The seminarians were recently visited by Mundelein faculty Father Jim Presta, Father Carlos Rodriguez, and Father Ed Pelrine. Together they prayed First Vespers for the Solemnity of Ss. Peter and Paul and enjoyed dinner together. The seminarians have completed the first five weeks of IPF and will be in Omaha for four more weeks this summer to complete their nine-week program.
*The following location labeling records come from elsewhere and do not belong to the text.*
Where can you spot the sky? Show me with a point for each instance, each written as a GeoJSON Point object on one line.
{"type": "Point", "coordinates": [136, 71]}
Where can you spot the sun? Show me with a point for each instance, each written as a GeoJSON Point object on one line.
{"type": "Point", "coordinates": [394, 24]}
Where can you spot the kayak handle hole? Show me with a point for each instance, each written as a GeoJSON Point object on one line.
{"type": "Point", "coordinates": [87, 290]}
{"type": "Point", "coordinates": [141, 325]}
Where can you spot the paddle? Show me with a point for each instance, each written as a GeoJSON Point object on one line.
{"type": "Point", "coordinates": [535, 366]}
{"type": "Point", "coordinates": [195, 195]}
The Institute for Priestly Formation was founded to assist bishops in the spiritual formation of diocesan seminarians and priests in the Roman Catholic Church. The Institute responds to the need to foster spiritual formation as the integrating and governing principle of all aspects of priestly formation. Inspired by the biblical-evangelical spirituality of Ignatius Loyola, this spiritual formation has as its goal the cultivation of a deep interior communion with Christ; from such communion the priest shares in Christ’s own pastoral charity. In carrying out its mission, the Institute directly serves diocesan seminarians and priests as well as those who are responsible for diocesan priestly formation.

Program Goals

  1. To demonstrate a knowledge and practical application of Ignatian discernment of spirits.
  2. To identify the connection between human development and Christian spirtual development with a particular focus on sexuality.
  3. To distinguish the unique characteristics of diocesan priestly spirituality
  4. To explain the relationship of personal and liturgical prayer.

(Source: http://catalog.creighton.edu/graduate/graduate-programs-courses/priestly-formation/)

Mundelein Seminarians and faculty gather for a photo at the Institute for Priestly Formation in Omaha.